Several thousand supporters of an anti-Kremlin opposition coalition
gathered on the streets of Moscow for the peaceful demonstration
against the government of Vladimir Putin Saturday.
Witnesses said riot police at times used truncheons against the
peaceful supporters of the Other Russia coalition as police and
interior ministry security personnel maintained a strong presence.
"The security forces grabbed demonstrators and beat them brutally,"
an eyewitness said. Demonstrates shouted: "Down with the police
state" and "We want a different Russia."
A Japanese journalist sustained head injuries at the hands of
police.
Former prime minister Mikhail Kasyanov, addressing the rally at the
city-centre Turgenev Square, called for fair parliamentary and
presidential elections scheduled for December.
Kasyanov was earlier among those arrested by police, but was freed a
short time later.
"With elections we will achieve a change of course," Kasyanov said.
"But they must be honest and free elections and not just an
imitation."
A short time later police cleared the up to 2,000 demonstrators from
the square and declared the protest over.
Protestors had marched from the famed Pushkin Square, around two
kilometres away, which had been designated as the start point of the
rally. Police, however, sealed off the square, arresting up to 170
activists according to initial reports.
Witnesses meanwhile said police used batons against protestors in
the square. "They struck grandmothers and other pensioners,"
lawmaker Vladmir Ryshkov told Echo Moskvy radio.
Moscow police spokesman Viktor Biryukov insisted that the police
actions were justified, saying all security personnel had remained
within the law in implementing the protest ban.
Also speaking to Echo Moskvy by mobile telephone, Kasparov described
his own arrest.
"We were merely walking on the pavement and had done nothing to
break the law," the chess player-turned-political activist said.

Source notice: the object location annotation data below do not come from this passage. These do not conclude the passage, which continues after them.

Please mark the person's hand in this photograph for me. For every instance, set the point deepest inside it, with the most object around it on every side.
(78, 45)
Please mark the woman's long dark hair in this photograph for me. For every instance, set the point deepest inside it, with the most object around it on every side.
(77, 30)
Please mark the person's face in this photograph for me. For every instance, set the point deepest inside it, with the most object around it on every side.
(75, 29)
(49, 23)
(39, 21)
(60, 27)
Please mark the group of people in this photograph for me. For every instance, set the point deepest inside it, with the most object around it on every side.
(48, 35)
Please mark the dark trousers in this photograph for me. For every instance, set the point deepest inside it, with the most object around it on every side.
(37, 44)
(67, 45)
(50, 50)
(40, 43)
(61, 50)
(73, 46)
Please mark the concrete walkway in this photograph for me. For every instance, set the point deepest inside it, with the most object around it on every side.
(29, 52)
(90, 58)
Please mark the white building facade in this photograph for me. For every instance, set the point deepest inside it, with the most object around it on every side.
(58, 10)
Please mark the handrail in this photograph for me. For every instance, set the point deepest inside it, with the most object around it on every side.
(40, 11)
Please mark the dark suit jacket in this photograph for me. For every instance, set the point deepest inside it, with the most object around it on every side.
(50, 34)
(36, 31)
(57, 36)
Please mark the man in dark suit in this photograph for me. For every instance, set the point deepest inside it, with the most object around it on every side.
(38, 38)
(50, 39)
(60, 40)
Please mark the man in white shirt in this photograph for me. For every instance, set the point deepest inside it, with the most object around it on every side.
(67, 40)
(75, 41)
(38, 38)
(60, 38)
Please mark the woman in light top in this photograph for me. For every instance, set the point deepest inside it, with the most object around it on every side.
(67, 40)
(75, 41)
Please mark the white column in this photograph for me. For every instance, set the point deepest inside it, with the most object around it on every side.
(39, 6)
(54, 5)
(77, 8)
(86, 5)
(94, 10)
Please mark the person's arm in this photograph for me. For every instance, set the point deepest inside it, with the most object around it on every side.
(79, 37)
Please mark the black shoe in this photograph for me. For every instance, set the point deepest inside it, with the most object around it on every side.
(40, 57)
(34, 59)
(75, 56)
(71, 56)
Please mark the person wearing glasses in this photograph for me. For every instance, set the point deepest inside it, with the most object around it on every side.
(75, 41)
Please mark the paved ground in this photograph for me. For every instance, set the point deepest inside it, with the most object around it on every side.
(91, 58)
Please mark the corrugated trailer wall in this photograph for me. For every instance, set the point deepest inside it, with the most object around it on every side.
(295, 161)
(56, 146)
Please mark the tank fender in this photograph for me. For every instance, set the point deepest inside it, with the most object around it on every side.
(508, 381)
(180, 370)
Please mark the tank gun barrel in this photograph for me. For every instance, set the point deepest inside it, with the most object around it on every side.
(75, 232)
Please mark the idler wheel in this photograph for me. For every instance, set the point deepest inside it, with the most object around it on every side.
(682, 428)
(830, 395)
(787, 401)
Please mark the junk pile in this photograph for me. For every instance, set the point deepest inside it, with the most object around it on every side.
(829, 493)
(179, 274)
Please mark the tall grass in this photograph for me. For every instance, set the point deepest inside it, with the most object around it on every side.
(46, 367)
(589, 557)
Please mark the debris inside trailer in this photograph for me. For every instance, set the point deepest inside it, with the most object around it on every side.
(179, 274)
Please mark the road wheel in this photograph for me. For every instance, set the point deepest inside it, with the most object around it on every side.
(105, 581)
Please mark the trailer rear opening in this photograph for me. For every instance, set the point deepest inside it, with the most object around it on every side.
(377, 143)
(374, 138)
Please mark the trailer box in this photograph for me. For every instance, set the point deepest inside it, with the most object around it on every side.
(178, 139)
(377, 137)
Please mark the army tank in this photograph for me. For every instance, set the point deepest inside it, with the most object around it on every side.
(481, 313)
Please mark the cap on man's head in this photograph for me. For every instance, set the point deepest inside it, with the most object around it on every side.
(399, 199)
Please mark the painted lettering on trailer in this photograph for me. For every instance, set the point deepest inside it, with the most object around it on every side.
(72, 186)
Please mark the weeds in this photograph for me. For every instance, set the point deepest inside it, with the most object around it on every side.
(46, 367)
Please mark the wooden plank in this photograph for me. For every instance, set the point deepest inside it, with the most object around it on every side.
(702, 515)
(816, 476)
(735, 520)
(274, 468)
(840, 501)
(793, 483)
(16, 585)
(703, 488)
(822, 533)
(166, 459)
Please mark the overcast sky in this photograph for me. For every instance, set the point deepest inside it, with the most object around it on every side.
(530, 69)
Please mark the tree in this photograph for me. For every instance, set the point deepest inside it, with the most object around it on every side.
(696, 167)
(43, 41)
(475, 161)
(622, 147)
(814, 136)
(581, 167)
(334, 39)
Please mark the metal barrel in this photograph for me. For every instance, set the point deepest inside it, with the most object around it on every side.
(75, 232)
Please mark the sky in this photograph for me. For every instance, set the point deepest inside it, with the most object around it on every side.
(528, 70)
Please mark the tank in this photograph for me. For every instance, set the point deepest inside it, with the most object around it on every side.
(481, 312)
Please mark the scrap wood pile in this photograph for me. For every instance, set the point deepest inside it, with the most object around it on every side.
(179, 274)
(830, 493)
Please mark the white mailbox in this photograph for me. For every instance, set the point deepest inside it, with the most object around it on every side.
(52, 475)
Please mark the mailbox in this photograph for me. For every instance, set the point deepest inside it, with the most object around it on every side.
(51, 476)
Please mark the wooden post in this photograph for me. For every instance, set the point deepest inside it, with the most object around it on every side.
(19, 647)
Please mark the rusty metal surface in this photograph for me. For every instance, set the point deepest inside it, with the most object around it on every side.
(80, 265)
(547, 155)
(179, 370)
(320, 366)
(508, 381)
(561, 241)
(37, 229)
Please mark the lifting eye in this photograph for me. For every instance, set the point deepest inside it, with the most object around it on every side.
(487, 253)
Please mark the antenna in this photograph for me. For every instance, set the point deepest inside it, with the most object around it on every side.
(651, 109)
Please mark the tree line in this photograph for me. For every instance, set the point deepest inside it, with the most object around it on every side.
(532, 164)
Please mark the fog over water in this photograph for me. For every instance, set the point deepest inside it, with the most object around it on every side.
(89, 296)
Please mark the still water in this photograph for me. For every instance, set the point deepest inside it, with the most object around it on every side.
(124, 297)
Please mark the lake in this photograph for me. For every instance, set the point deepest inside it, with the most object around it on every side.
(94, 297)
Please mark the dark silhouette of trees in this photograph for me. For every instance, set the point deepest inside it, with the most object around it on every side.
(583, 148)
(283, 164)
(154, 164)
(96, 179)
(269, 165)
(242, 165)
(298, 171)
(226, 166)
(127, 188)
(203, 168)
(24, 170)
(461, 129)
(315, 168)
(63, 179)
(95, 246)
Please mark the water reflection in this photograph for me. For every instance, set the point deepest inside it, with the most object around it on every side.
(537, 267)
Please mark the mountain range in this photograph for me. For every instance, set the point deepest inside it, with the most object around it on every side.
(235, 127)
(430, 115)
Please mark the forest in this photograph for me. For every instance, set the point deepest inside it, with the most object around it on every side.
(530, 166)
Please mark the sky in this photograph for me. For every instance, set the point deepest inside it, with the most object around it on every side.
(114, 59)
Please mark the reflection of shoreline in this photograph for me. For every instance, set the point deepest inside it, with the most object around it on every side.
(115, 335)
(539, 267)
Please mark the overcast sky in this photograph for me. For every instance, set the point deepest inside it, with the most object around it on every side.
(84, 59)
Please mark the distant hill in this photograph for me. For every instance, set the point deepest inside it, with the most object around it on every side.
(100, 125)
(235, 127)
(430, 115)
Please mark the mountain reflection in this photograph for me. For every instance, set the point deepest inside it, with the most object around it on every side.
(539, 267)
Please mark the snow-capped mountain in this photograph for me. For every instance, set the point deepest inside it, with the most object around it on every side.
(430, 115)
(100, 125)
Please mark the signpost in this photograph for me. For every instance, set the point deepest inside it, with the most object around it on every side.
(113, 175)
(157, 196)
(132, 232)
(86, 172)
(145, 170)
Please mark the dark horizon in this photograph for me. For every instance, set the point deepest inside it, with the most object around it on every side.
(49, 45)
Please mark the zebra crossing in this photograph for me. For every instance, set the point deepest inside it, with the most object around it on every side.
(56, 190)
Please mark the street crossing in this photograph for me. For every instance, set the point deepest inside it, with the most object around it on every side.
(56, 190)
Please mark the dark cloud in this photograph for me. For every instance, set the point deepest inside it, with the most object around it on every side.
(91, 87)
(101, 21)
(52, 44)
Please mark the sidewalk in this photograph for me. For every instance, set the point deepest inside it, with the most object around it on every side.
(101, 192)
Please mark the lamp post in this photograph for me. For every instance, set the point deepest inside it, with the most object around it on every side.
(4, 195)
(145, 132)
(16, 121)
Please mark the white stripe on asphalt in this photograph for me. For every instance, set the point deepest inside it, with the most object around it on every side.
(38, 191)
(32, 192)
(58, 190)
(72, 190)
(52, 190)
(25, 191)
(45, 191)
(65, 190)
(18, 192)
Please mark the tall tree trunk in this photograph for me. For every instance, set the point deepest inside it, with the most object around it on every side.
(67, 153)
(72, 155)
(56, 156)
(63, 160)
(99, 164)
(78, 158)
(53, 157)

Between 100 and 200 supporters later gathered in front of the police
building where he was being held to demand his release.
A police spokesman said Kasparov was arrested on the grounds of
"openly provocative behaviour."
The Other Russia movement, a marginal but vocal coalition of various
anti-Kremlin groupings, criticises Putin and the current Moscow
administration for what it says are measures that curtail democratic
freedoms.
Authorities had refused the opposition permission to hold the rally
on the grounds that the date and venue had already been booked for a
rally by Kremlin supporters. Several hundred supporters of the
pro-Kremlin Young Guard movement were seen assembling close to
Pushkin Square in the early morning.